Can this recipe be adapted to be dairy-free?
You can substitute the butter with a vegan butter alternative and use dairy-free chocolate chunks. Be sure to check the caramel pieces’ ingredients or find vegan caramel substitutes for the best results.
Final Thoughts
This Salted Caramel Chocolate Chunk Cookies Recipe really brings the best of both worlds—sweet and salty, gooey and crunchy, simple ingredients transformed into pure cookie bliss. I can’t wait for you to try baking these at home and making them part of your favorite dessert rotation.
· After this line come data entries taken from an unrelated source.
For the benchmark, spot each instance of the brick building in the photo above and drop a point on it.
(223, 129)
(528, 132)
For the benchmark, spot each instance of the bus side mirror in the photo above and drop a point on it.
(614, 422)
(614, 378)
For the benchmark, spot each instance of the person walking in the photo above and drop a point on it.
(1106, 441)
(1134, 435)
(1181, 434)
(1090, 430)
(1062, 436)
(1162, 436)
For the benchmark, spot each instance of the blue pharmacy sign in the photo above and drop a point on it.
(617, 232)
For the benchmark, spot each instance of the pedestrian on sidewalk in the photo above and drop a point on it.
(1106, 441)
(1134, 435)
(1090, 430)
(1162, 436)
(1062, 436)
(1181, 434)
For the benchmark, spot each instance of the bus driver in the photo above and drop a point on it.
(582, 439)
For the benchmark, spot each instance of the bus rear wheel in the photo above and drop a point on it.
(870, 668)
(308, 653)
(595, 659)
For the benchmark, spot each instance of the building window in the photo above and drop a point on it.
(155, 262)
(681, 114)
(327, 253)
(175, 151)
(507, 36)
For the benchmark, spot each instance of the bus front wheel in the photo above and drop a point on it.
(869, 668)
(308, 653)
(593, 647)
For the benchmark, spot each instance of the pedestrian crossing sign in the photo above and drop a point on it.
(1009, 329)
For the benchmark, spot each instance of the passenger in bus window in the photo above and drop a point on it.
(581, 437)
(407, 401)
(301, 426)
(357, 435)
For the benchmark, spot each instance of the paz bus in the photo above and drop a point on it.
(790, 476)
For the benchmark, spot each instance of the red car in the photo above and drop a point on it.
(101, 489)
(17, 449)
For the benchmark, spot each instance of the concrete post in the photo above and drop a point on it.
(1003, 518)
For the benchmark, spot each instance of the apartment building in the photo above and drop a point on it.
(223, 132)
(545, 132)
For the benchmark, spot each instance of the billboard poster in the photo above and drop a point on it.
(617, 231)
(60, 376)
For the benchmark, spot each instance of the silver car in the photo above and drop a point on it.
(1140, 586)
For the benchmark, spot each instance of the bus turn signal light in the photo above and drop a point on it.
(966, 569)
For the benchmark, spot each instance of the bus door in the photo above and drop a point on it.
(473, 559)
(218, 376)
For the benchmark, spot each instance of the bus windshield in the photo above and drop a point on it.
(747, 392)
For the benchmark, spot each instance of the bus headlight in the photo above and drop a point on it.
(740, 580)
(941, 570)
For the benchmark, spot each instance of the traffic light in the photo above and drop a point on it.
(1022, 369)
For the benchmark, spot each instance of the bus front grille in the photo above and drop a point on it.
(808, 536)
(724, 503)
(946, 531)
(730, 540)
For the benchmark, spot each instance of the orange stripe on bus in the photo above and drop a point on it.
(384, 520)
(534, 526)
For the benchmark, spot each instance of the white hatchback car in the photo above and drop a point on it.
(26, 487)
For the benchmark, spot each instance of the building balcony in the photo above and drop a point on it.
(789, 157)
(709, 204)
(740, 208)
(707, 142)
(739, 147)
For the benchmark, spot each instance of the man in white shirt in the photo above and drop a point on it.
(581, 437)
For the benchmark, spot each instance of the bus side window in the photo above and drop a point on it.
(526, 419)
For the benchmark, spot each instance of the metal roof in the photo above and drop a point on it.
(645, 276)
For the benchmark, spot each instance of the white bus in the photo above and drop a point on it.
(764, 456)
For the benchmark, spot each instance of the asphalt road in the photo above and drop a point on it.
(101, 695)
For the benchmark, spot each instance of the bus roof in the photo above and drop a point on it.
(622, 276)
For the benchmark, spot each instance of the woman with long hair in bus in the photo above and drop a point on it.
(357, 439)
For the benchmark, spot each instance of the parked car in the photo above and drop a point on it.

Trust me, these cookies have a way of stealing hearts, one irresistible bite at a time!
Print
Salted Caramel Chocolate Chunk Cookies Recipe
- Prep Time: 10 minutes
- Cook Time: 14 minutes
- Total Time: 24 minutes plus 30 minutes chilling
- Yield: 24 cookies
- Category: Dessert
- Method: Baking
- Cuisine: American
Description
Delight in the perfect balance of sweet and salty with these Salted Caramel Chocolate Chunk Cookies. Soft and chewy cookies loaded with rich dark chocolate chunks and gooey caramel baking pieces, finished with a touch of flaky sea salt for that irresistible flavor combination.
Ingredients
Dry Ingredients
- 1 1/2 cups all-purpose flour
- 1/2 teaspoon baking soda
Wet Ingredients
- 1/2 cup unsalted butter, softened
- 1/2 cup brown sugar
- 1/4 cup granulated sugar
- 2 teaspoons pure vanilla extract
- 1 large egg
Mix-ins and Toppings
- 2 cups dark chocolate chunks
- 1 1/2 cups caramel baking pieces (divided: 1 cup for dough, 1/2 cup extra)
- Flaked sea salt, for topping
Instructions
- Preheat Oven and Prepare Baking Sheet: Preheat your oven to 350°F (175°C). Line a baking sheet with parchment paper to prevent sticking.
- Combine Dry Ingredients: In a small bowl, whisk together the flour and baking soda until evenly combined, ensuring even leavening.
- Cream Butter and Sugars: Using a stand mixer, beat the softened unsalted butter with brown sugar and granulated sugar until the mixture is creamy and fluffy, which helps incorporate air for texture.
- Add Vanilla and Egg: Beat in the pure vanilla extract and large egg until fully combined, creating a smooth batter base.
- Incorporate Dry Ingredients: Gradually add the flour mixture to the wet ingredients on low speed. Mix just until the dough forms to avoid overdeveloping the gluten, which could toughen the cookies.
- Fold in Chocolate and Caramel: Gently fold in 1 1/2 cups of dark chocolate chunks and 1 cup of caramel baking pieces evenly throughout the dough for pockets of sweetness.
- Chill the Dough: Place the dough and the mixing bowl in the freezer for 30 minutes to firm up. This helps the cookies hold their shape during baking and prevents excessive spreading.
- Scoop Dough onto Baking Sheet: Using a medium ice cream scoop, portion the chilled dough onto the prepared baking sheet, spacing cookies adequately for even baking.
- Bake Cookies: Bake in the preheated oven for 13 to 15 minutes, or until the edges are lightly browned and the centers are set but still soft.
- Add Sea Salt Topping: As soon as the cookies come out of the oven, sprinkle flaky sea salt over the tops to enhance the salted caramel flavor.
- Cool and Repeat: Allow cookies to cool on the baking sheet for a few minutes before transferring them to a wire rack to cool completely. Bake remaining dough in batches as needed.
- Serve and Enjoy: Once cooled, serve these irresistible salted caramel chocolate chunk cookies and enjoy the perfect sweet-salty treat.
Notes
- Chilling the dough is essential to prevent the cookies from spreading too much during baking.
- Use good quality dark chocolate chunks for the best flavor and texture contrast.
- Flaky sea salt enhances the caramel and chocolate flavors—do not omit.
- Store cookies in an airtight container at room temperature for up to 5 days or freeze for longer storage.
- For softer cookies, slightly underbake by reducing cooking time by 1-2 minutes.